Post by Sparky Prime »

BWprowl wrote:After Optimus let half of Chicago get blown up in the last movie to ‘teach humans a lesson’,

Like the Autobots weren't asked to leave Earth by the government after the Decepticons issued a threat in the first place?
he suddenly takes it personally when the lesson they learned is “Maybe we shouldn’t rely on sociopathic aliens to save us all the time”, and turns into a berserker engine of vengeance, bellowing “I’ll kill you!” what feels like every five minutes and eventually having to learn from Marky Mark the same lesson he himself was espousing in the previous movies (“Humans aren’t so bad, they have potential”)

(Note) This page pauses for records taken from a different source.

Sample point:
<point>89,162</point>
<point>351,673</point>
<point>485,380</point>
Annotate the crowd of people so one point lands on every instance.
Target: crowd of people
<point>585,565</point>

Considering the Autobots saved humanity from enslavement (and saved the sun in the film before that), being secretly hunted down by a black ops team is a bit of the opposite reaction you'd expect. I think it makes sense Optimus would become a little disillusioned with the human race after that.

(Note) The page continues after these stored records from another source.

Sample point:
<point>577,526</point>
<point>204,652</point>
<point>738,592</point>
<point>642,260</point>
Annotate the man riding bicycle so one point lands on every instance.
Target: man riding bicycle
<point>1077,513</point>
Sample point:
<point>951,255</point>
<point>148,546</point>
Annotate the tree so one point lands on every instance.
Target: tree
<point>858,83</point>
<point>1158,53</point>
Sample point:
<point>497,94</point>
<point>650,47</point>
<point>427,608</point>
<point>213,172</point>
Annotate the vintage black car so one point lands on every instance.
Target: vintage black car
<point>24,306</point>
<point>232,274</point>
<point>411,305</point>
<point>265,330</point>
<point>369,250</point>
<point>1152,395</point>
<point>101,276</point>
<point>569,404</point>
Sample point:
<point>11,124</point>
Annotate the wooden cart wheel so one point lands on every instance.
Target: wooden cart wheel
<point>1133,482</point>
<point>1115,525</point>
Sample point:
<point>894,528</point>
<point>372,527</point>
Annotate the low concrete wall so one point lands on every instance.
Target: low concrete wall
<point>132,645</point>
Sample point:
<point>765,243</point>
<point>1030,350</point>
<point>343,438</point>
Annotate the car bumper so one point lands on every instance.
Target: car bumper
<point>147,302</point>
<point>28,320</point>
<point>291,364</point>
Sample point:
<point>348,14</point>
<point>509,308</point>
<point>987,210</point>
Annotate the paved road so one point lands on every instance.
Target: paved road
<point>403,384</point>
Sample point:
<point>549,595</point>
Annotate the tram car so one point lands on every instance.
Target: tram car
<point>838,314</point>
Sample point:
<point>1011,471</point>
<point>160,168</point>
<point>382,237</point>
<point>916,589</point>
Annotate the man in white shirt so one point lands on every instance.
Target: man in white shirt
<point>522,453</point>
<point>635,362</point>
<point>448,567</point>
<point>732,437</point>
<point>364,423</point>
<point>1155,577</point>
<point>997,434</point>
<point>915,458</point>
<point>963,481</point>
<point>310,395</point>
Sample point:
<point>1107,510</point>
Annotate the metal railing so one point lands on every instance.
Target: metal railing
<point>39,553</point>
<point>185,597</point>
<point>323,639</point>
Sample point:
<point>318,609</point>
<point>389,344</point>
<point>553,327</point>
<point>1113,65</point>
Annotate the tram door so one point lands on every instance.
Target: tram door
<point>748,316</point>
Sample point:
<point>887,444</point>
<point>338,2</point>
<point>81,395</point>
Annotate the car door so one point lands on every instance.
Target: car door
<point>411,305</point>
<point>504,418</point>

Drift and Crosshairs leave Hound to defend the city by himself so they can go sit on their asses and watch Optimus fight the Dinobots by himself
Hound and Bumblebee fell off the ramp of the ship when it was shot down and crashed several miles away, which is when Optimus decides to free the Dinobots for some more reinforcements, they didn't just leave them.
We’re supposed to be shocked and appalled when Galvatron smashes some civilian cars up in his initial outing, but when Bumblebee’s flipping and exploding random boats and torching bridges, it’s all good!
Difference being Galvatron was supposed to be under the control of a human operator at the time, and instead was acting out on his own, purposefully smashing up some civilian vehicles.